Salmon marinated in soy sauce, rice vinegar, minced ginger, sesame oil, over coconut rice for dinner. I make it before and during a virtual screening of this short doc Invasion about the operations of Coastal GasLink to build a fracked gas pipeline through unceded Wet’su’we’ten territory in British Columbia. The Indigenous Kinship Collective is doing live updates and discussion after the screenings every Wednesday.
days fourish to fivish in the apartment i’m calling home for now
In the morning I make bran muffins with the kind-of-off blueberries from the market. The use of coconut oil instead of butter was a big mistake. I’ve started the collection of Bolaño stories, Last Evenings on Earth, originally Llamadas Telefonicas. As always with Bolaño, it makes me resentful of the lives of teenage boys, and wishing I was a poet.
For an in-between second meal before a planning meeting, I scoop out some coconut rice and heat up milk with cinnamon, clove, ginger and agave syrup to pour over. M remembers the raisins and put them in hers. It’s way better that way.
This might be the day we listened to The Weekend’s new album and danced around the table before making lunch. Sin city’s cold and lonely.
It’s almost certain this isn’t the day we made mushroom tacos but I’ll write about them here because I want to make sure they get mention. Three main components.

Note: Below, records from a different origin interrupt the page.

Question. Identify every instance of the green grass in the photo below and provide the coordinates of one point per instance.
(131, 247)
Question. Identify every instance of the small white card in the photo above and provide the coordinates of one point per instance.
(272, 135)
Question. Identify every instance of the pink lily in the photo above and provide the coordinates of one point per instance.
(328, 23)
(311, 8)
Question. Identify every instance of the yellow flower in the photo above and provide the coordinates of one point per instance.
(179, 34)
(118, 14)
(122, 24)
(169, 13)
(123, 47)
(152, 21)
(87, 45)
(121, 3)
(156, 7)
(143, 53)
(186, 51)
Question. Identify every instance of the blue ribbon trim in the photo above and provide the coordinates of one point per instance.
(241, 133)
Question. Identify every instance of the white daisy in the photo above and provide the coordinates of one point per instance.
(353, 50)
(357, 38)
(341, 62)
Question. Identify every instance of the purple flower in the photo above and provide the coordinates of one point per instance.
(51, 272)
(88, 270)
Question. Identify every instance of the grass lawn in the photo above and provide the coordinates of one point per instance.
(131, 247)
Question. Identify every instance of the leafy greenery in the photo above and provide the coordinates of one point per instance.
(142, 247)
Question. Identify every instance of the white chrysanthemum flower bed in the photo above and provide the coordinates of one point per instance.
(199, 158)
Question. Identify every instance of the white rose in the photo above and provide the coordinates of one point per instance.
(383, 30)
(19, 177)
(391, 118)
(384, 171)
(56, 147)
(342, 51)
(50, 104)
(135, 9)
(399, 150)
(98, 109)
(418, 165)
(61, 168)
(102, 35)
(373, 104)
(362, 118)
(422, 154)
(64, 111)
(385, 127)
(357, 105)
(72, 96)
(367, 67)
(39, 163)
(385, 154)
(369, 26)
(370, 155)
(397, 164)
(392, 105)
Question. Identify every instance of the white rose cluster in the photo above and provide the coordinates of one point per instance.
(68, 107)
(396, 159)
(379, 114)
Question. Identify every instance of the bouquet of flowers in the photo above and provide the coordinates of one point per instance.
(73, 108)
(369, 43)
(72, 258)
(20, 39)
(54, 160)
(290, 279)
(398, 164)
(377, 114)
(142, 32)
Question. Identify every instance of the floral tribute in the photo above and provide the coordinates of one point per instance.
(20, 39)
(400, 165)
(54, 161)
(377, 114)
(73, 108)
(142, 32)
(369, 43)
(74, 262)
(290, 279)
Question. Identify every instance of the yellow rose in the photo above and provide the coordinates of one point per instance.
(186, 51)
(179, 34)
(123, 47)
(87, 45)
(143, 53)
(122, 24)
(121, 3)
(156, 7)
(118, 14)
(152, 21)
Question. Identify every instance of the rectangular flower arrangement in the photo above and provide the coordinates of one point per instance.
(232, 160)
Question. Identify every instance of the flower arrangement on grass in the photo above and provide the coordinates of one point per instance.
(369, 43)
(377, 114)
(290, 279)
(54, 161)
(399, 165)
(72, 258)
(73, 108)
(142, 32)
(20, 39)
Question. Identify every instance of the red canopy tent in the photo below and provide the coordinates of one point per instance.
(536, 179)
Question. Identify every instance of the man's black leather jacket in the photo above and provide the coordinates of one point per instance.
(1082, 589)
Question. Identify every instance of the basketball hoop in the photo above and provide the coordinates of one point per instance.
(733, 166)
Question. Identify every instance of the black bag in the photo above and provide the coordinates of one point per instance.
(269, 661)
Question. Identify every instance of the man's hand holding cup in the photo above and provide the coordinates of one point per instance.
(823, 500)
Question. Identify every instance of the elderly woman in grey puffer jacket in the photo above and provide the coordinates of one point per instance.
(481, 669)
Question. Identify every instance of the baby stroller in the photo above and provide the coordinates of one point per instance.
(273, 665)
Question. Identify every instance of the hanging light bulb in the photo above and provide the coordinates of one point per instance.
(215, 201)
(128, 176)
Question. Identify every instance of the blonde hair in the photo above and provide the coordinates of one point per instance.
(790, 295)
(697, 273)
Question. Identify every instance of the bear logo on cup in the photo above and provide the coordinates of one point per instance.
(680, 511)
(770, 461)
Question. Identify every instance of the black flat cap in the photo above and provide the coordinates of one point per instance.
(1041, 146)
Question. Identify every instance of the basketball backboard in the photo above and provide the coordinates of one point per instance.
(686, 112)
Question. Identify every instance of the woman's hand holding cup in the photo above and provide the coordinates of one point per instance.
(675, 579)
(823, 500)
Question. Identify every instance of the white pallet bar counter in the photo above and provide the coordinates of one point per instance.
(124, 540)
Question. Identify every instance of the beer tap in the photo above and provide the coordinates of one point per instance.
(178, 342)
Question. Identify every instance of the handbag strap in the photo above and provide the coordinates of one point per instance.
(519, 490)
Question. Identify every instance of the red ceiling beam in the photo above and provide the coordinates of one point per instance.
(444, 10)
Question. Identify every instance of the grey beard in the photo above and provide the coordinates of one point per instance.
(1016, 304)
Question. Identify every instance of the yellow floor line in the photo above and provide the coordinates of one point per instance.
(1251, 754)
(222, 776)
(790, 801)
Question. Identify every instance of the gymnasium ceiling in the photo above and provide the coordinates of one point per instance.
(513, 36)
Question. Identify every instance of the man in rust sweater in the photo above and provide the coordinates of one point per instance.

The mushrooms cooked in cumin, salt, pepper, chipotle powder on a skillet. Sliced onions and red pepper blistered and stir fried. Minced onion mixed with jalapeno, cilantro, and lime. In this order placed on old cheap tortillas from those thick industrial cut wheels of corn tortillas. More lime. Sadly, no salsa. Just cholula. But still damn good. That friend Charlie whose birthday it was once said I was one of those food sexual people. I feel that way today.
Somedays though all I have for lunch really is handfuls of peanuts and another muffin. For some reason M only has a muffin tin that is for twenty-four mini muffins. The ones I made then are like those muffin bites boxes from soccer practice….but bran.
In the evening to wind down into a sort of hum instead of the agitation of the day, I start my translation of Poetique de la Relation. This how I’m going to try to actually re-read it. I keep a glossary of all the words I need to learn again. There are many.
...
[I stopped keeping tracks of things. M made a clementine cake again so I guess we’ve completed another cycle.]
featured creature: gigantic siphonophore
Last week, footage emerged of a beautiful, eerie gigantic siphonophore, some several feel long, hunting in a slow spiral pattern. I’m probably misunderstanding, but it’s some kind jelly made up of a million clones? (Which just reminds me of this Unicorns song). This is a great thread on its significance, with some incredible closeups.